La Cuarta Sinfonía de Carl Nielsen.
La Segunda Sinfonía de Sibelius. Simplemente porque es maravillosa y porque es una de las piezas más criticadas y satirizadas del repertorio, lo cual no sólo es una tremenda injusticia, sino también una estupidez.
La Cuarta Sinfonía de Franz Schmidt. Este compositor austríaco ha sido incomprensiblemente olvidado. Yo oí esta sinfonía en el auditorio de Tenerife, interpretada por una orquesta holandesa.
La Sinfonía Lírica de Zemlinsky. ¡Ah, si ese período de disolución de la tonalidad, pero todavía tonal, hubiera durado cien años! ¡Todos seríamos más felices!
La Sexta Sinfonía de Havergal Brian. No está entre sus sinfonías más famosas (la célebre «Gótica» debe de estar en el Guinness como sinfonía más larga de todos los tiempos, pero a mí no me gusta demasiado), pero es una obra encantadora. Sus problemas de continuidad y sus caídas en la vulgaridad la hacen todavía más encantadora, como una de esas novelas que nos gusta sobre todo por sus defectos.
La Sexta Sinfonía de Prokofiev.
La Cuarta de Shostakovitch. Justo antes de la Quinta, que en tantos aspectos es una capitulación ante las fuerzas represivas estalinistas, vean lo que Shostakovitch era capaz de hacer.
La Quinta Sinfonía de Vagn Holmboe. Maravillosamente breve y compacta, quizá la mejor de las suyas a pesar de la magnificencia de las Sexta y Séptima.
La Novena Sinfonía de Robert Simpson.
La Tercera Sinfonía, «Litúrgica», de Arthur Honegger.
La armonía del mundo, sinfonía de Paul Hindemith, cuyos tres movimientos reflejan los tres tipos de música que existen, según Boecio: la música instrumental, la música humana y la música del mundo.

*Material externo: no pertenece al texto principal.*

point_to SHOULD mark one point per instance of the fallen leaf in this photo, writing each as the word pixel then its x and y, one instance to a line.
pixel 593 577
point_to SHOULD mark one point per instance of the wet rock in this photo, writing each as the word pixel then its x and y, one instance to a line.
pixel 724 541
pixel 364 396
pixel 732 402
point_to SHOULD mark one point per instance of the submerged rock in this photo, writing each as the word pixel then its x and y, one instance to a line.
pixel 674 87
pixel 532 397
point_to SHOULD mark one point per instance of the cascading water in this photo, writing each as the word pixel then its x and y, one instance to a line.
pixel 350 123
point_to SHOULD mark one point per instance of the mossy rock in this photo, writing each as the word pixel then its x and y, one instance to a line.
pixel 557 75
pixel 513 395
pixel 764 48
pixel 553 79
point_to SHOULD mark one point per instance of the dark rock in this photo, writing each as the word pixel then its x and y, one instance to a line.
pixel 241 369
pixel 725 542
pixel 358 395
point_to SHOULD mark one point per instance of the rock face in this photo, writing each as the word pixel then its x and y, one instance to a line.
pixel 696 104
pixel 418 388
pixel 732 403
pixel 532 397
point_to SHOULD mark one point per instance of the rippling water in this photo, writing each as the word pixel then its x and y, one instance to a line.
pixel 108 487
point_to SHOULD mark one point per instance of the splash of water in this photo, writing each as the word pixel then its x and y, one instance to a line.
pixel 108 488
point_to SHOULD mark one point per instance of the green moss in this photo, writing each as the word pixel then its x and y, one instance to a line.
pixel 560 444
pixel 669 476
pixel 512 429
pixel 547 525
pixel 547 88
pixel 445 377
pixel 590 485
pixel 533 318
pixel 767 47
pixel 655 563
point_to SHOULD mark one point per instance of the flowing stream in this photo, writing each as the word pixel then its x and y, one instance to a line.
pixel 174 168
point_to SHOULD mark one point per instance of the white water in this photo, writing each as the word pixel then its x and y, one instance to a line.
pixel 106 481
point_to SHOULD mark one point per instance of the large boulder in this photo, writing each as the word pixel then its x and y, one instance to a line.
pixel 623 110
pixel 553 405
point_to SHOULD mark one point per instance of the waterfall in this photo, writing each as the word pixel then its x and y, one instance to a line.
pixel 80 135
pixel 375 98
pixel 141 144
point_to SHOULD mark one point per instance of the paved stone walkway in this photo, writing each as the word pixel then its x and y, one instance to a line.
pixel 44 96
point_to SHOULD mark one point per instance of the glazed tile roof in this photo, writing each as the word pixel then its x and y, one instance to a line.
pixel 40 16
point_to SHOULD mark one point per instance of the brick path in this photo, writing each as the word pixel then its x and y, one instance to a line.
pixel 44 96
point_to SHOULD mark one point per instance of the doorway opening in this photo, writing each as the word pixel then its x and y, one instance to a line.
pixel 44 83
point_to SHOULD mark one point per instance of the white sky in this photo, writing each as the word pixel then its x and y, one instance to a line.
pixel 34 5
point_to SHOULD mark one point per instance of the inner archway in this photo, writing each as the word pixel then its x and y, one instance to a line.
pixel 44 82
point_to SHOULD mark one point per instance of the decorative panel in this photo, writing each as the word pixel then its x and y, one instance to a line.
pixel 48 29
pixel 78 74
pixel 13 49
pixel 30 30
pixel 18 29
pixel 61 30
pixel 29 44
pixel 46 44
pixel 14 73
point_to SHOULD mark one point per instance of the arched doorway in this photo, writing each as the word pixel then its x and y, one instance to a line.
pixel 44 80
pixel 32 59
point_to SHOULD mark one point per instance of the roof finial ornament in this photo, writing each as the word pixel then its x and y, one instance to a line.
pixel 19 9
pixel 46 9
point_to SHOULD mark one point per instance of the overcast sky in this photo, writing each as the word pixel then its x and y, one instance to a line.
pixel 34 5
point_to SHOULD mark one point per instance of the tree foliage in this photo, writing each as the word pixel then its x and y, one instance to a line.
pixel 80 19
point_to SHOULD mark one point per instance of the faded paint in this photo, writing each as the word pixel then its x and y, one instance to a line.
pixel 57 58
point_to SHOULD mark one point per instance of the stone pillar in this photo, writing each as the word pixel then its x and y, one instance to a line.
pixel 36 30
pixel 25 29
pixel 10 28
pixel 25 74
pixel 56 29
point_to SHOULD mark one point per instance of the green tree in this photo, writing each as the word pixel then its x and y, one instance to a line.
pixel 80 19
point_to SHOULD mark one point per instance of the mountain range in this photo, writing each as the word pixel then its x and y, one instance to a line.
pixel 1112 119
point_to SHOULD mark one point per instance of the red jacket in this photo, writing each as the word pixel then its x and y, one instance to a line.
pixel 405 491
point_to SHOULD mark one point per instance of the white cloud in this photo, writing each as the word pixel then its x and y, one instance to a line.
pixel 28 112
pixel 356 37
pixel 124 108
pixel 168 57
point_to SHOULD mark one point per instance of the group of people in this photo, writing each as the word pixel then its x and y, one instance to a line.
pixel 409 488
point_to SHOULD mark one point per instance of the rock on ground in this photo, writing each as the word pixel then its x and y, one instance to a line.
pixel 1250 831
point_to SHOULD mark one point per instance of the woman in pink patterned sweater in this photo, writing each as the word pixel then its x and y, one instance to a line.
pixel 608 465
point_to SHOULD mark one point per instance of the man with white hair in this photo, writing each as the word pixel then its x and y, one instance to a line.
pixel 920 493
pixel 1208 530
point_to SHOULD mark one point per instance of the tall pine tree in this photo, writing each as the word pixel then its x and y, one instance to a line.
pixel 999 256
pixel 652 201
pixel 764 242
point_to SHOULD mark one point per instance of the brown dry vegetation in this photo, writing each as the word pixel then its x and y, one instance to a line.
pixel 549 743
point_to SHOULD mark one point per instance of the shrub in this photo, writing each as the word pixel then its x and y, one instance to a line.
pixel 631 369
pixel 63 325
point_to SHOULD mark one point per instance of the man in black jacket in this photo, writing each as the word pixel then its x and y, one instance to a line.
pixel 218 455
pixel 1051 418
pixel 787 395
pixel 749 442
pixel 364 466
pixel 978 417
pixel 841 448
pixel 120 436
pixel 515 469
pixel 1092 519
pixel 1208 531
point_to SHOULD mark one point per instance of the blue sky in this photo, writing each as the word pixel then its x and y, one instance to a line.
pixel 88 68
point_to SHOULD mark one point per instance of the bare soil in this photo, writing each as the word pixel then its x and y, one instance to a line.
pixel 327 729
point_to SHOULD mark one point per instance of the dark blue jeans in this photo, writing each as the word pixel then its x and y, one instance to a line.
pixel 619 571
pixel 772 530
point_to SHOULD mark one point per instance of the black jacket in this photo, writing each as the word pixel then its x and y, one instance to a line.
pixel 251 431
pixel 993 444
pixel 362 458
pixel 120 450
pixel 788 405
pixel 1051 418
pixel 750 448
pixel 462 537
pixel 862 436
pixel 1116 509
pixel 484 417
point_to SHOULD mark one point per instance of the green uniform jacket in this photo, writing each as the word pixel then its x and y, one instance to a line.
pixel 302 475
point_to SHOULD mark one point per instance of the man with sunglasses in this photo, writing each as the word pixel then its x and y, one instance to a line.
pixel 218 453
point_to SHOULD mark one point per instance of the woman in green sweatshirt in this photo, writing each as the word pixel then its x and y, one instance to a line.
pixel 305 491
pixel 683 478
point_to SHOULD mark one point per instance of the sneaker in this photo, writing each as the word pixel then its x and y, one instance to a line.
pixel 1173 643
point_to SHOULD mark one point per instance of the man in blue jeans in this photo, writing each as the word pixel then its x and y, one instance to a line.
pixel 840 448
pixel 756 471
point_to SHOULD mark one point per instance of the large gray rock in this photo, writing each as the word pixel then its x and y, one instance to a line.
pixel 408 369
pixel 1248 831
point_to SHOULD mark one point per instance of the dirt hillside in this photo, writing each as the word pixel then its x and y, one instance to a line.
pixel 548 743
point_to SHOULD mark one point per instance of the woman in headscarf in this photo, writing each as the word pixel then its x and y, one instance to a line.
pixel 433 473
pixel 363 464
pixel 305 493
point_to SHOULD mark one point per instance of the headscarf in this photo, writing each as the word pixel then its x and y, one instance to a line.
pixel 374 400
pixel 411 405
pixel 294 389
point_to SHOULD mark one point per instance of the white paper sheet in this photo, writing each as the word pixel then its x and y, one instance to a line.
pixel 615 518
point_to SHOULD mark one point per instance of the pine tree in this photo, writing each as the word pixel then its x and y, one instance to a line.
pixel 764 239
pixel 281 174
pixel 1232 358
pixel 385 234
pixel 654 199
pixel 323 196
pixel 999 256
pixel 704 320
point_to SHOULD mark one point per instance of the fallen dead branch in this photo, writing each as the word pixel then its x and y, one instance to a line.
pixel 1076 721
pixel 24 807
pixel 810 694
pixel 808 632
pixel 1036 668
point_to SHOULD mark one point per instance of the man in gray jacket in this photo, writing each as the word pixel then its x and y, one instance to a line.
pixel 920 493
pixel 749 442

La música proviene de la ópera del mismo título, basada en la vida de Copérnico.
La Sinfonía Turangalila de Olivier Messiaen, que tiene una maravillosa melodía de amor, tocada casi siempre con un instrumento llamado Ondas Martenot, y que a veces se escucha muy, muy despacio, de forma que tarda varios minutos en sonar, y en otras ocasiones se escucha tocada a toda velocidad, y entonces parece una especie de broma jazzística – aunque son, exactamente, una por una, las mismas notas y las mismas armonías.
Stele, Sinfonía Funeral de Kurtag. Esta composición maravillosa, intensamente poética, comienza con un acorde beethoveniano que comienza luego a deformarse en un efecto de extrañamiento gótico y sombrío realmente estremecedor. Termina con una larga repetición de un precioso acorde de la dominante de Do mayor, que rebota una y otra vez como si fuera de agua o de gelatina.
Sinfonía «1997» de Tan Dun, escrita para la entrega de Hong Kong a China. Yo Yo Ma toca la parte solista. Escolanía, gran orquesta, refinados glissandi, gran espectáculo y el sonido único de unas campanas que tienen nada menos que 2400 años de antigüedad.
Y para terminar, una pequeña rareza que proviene, cómo no, de la música inglesa. La Sinfonía «Celta» de Sir Granville Bantock, escrita para orquesta de cuerda y seis arpas. Es posible que usted no haya escuchado nunca seis arpas tocando al mismo tiempo. Así debe de sonar la música del cielo.